2010 is the year in which the Alexandru Ioan Cuza Royal Palace at Ruginoasa has reentered in the tourist circuit of Iasi County, after more than two years of restoration. It can be said that this very circuit has suffered given that this landmark is visited by hundreds, in their majority students and pupils. Moreover, it is an important place which talks about the personality that profoundly marked the national history of Romania and is a symbol for Moldavia and especially for the city of Iasi, where in 1860 the first institution of higher education of Romania was founded.
The Alexandru Ioan Cuza Royal Palace of Ruginoasa was built in 1811, and served for a long period as a residence, the one in which the ruler established his throne in Iasi. It is situated in fact at a distance of approximately 60 km from Iasi in a picturesque village. The architectural style in which it was built has changed through time. In the beginning it was constructed in the neoclassical one, after which it was remade in neogothic style, apparently on the wish of Elena, the ruler’s wife.

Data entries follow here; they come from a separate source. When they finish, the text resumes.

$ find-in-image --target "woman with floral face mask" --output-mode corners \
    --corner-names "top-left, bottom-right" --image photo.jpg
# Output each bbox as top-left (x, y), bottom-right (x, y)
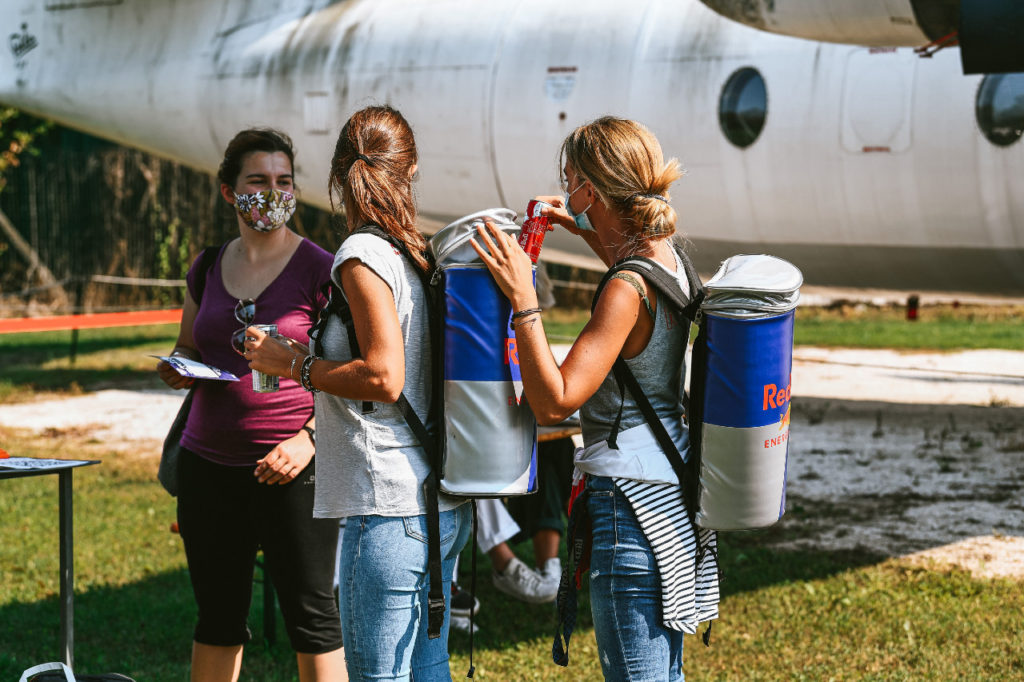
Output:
top-left (156, 128), bottom-right (346, 682)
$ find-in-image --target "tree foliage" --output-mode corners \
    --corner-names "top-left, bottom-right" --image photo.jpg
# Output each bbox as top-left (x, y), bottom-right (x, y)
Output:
top-left (0, 107), bottom-right (52, 194)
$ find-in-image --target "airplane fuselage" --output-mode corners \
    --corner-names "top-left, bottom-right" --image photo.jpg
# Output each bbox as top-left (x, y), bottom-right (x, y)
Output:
top-left (2, 0), bottom-right (1023, 292)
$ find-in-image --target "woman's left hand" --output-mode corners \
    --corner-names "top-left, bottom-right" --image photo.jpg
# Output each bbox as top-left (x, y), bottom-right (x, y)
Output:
top-left (254, 432), bottom-right (313, 484)
top-left (470, 220), bottom-right (539, 311)
top-left (244, 326), bottom-right (302, 380)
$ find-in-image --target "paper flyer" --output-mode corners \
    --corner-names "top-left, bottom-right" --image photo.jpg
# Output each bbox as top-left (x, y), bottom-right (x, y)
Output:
top-left (152, 355), bottom-right (239, 382)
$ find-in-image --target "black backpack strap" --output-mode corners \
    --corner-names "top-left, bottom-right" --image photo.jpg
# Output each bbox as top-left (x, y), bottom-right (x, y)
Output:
top-left (594, 246), bottom-right (704, 324)
top-left (589, 244), bottom-right (706, 531)
top-left (192, 245), bottom-right (221, 304)
top-left (591, 245), bottom-right (704, 445)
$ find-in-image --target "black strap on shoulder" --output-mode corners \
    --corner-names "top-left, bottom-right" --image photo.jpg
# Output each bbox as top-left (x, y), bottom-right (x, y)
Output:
top-left (590, 242), bottom-right (706, 529)
top-left (192, 245), bottom-right (221, 304)
top-left (594, 243), bottom-right (704, 323)
top-left (320, 224), bottom-right (448, 639)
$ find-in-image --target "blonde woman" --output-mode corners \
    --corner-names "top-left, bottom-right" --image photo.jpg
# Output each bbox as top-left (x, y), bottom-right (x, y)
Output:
top-left (471, 116), bottom-right (719, 680)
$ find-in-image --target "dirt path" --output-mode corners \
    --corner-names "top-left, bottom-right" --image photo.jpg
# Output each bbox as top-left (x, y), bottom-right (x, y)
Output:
top-left (1, 347), bottom-right (1022, 578)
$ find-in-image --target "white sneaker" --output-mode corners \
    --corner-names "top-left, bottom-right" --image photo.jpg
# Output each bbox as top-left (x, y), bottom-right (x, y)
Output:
top-left (492, 556), bottom-right (558, 604)
top-left (539, 557), bottom-right (562, 593)
top-left (449, 614), bottom-right (480, 634)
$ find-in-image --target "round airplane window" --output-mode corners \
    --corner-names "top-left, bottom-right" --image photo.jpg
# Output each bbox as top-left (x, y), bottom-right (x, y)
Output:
top-left (719, 67), bottom-right (767, 148)
top-left (976, 73), bottom-right (1024, 147)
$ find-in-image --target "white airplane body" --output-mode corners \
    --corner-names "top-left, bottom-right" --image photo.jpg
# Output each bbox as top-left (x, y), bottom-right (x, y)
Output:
top-left (2, 0), bottom-right (1022, 292)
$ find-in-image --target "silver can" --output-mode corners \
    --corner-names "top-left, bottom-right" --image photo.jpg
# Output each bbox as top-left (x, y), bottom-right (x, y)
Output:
top-left (251, 324), bottom-right (280, 393)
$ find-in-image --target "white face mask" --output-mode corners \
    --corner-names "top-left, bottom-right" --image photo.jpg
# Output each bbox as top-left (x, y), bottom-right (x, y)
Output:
top-left (563, 182), bottom-right (595, 232)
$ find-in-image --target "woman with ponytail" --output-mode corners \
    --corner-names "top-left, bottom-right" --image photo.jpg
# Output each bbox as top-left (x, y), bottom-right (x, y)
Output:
top-left (471, 116), bottom-right (720, 680)
top-left (244, 106), bottom-right (471, 681)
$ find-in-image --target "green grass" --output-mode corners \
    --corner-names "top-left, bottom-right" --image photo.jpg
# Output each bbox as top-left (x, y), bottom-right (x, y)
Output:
top-left (0, 324), bottom-right (178, 401)
top-left (0, 303), bottom-right (1018, 402)
top-left (543, 304), bottom-right (1024, 351)
top-left (792, 304), bottom-right (1024, 350)
top-left (1, 432), bottom-right (1021, 680)
top-left (1, 306), bottom-right (1022, 677)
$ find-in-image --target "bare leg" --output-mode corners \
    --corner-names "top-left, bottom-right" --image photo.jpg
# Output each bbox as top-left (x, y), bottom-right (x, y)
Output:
top-left (297, 647), bottom-right (347, 682)
top-left (191, 642), bottom-right (242, 682)
top-left (533, 528), bottom-right (561, 567)
top-left (488, 542), bottom-right (515, 573)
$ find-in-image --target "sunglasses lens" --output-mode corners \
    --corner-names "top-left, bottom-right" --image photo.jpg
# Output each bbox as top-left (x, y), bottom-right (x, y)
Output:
top-left (231, 328), bottom-right (247, 355)
top-left (234, 299), bottom-right (256, 325)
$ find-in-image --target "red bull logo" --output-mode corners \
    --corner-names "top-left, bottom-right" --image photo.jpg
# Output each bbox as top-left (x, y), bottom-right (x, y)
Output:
top-left (778, 403), bottom-right (791, 431)
top-left (762, 376), bottom-right (792, 411)
top-left (763, 389), bottom-right (792, 449)
top-left (504, 338), bottom-right (519, 366)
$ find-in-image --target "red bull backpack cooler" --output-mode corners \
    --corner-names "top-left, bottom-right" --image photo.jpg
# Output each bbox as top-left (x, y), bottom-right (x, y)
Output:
top-left (428, 209), bottom-right (539, 497)
top-left (693, 254), bottom-right (802, 530)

Of course today the Alexandru Ioan Cuza Royal Palace at Ruginoasa is a museum. It is, as it was mentioned before, an attraction for those that are still in school, for which it is an opportunity to learn more inventively and attractively a history lesson about the one who unified the Romanian Principalities under his unique governing in 1859.
This place is all the more important as in the church which was built in the courtyard of the palace the ruler himself was buried in 1873. This, even named the Royal Church, was constructed as well as the palace by Sandulache Sturdza, the one who held the function of treasurer. He is the owner of another castle, built near Ruginoasa and Iasi at Miclauseni.
The period in which these two were constructed was a prosperous one for the court’s servants, as well as for Sandulache Sturdza. How does it end up belonging to the ruler? It seems that Sturdza had accumulated many debts and being unable to pay them, this palace was put up for sale for the recovery of these, this being the moment in which it passed in the property of Cuza, becoming the Alexandru Ioan Cuza Royal Palace at Ruginoasa.
The Cuza’s family move to this place was marked by an event in 1864, when important people, such as Cantacuzino, were invited to visit the palace. The guests were amazed by the wealth and pomp in which it is redecorated, many of the valuable objects or the canvases that adorned the rooms (as is the silk tapestry that dresses the walls) were brought from France. Today in the museum opened in this palace there are very few of the objects that belonged to the family. Many of the furniture pieces were destroyed during the Second World War. Actually in the same period the remains of the prince were unearthed and put in the Three Holy Hierarchs Church in Iasi where they still lie today.
To transform the Alexandru Ioan Cuza Royal Palace of Ruginoasa into a museum furniture pieces were reconstructed according to the existent models from other museums, models that belonged to the same period. Nowadays the ones that visit the palace will see the office in which the prince worked, a library, the living room, decorated in gothic style, a reception room, the lounge of lady Elena but also the bedroom and last but not least, the children’s room. In these chambers dinner sets can be admired for example, with glasses and plates engraved with emblem of United Romania. The initial architecture of the palace was made by Johan Freiwald, an important and well-known Viennese architect. The one who had the honour to redesign the building and to give it the gothic appearance was Johan Brandel.
The beauty of this place was never only due to the building, but the garden and the pond that were landscaped nearby also held an important role. Besides surrounding the building there were approximately 27 hectares that could be used at will. In the summer open air strolls were organized, but as time passed, Cuza ended up leasing a part of the estate. Of the initial surface only 14 hectares were recovered to this day.
This palace was left by Mrs. Cuza after the death of her husband, in 1883. She would only come back to bury one of her sons, who commited suicide because of unrequited love, next to his father. Eventually the palace would end up the propert of the only daughter in law of Elena Cuza, who was named Maria Moruzzi. Elena would become just a tolerated person here, which made her retire to Iasi and then Piatra Neamt, where she would live until her death.
This is how the vast amount of history and memories from the Alexandru Ioan Cuza Royal Palace at Rugionasa make it a magnificent place that is worth visiting.